AAA rupture occurs when wall stresses exceed the wall strength. We tested two hypotheses: 1) the AAA wall near thick intraluminal thrombus (ILT) exhibits impaired remodeling compared to wall near thin ILT and 2) macrophages (mΦ) cultured under hypoxic conditions exhibit altered enzyme expression compared to mΦ in normoxic conditions. For 1, pairs of AAA wall, selected based on disparate thicknesses of near ILT, were snap frozen. QPCR was used to compare the gene expression. Total wall thickness was measured on H&E sections. For 2, peripheral mononuclear cells were isolated from human buffy coats and cultured under hypoxic (2% O2) or normoxic (20% O2) conditions in serum‐free medium.

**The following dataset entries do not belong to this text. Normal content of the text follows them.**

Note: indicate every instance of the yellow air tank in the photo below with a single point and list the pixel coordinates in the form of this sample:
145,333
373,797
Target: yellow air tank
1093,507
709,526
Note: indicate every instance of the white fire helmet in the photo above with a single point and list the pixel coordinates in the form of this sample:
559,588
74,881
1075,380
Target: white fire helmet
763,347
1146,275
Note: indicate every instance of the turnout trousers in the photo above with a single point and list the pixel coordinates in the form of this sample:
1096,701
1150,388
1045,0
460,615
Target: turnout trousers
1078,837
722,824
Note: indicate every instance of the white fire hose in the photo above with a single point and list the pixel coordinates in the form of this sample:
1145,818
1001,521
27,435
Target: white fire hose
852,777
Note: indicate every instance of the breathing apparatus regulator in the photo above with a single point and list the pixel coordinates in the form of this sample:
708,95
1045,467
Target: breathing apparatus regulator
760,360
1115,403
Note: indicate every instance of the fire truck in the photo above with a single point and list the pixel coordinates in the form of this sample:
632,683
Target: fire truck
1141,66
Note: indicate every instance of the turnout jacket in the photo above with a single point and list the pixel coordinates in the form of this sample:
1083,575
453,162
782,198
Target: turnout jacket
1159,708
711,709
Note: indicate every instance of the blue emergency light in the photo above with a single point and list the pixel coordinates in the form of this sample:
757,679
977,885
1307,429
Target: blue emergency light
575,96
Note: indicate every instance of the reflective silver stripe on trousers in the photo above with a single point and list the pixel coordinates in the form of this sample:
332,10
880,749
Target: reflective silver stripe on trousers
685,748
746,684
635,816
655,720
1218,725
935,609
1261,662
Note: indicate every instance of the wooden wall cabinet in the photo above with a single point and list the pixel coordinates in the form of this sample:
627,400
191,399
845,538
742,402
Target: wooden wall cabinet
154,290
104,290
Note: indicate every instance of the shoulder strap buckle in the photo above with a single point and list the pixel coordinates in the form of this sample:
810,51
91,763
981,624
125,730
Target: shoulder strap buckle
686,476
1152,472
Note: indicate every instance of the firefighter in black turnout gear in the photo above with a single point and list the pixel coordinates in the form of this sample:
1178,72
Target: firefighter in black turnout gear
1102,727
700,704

Media levels of MMP‐9 were determined using ELISA. We found a down‐regulation of MMP‐2, MMP‐9, uPA, tPA, CD68, and collagen IV, and an up‐regulation of HO‐1, ORP‐150, ICAM‐1, IL‐12, IFN‐γ, and iNOS in AAA wall near thick ILT compared to AAA wall near thin ILT. AAA wall thickness was positively correlated (ρ=0.476) to ILT thickness. MΦ cultured in hypoxic conditions showed a marked decrease in secreted MMP‐9 activity and protein levels relative to mΦ cultured in normoxic conditions on collagen I or fibrin. The results support hypothesis 1, suggesting that compared to AAA wall near thin ILT, the AAA wall adjacent to a thick ILT has a more activated immune component and impaired remodeling mechanisms. Our results also suggest that the hypoxic environment of the AAA wall may lead to an alteration in protein expression by mΦ. This work was supported by NIH R01‐HL79313.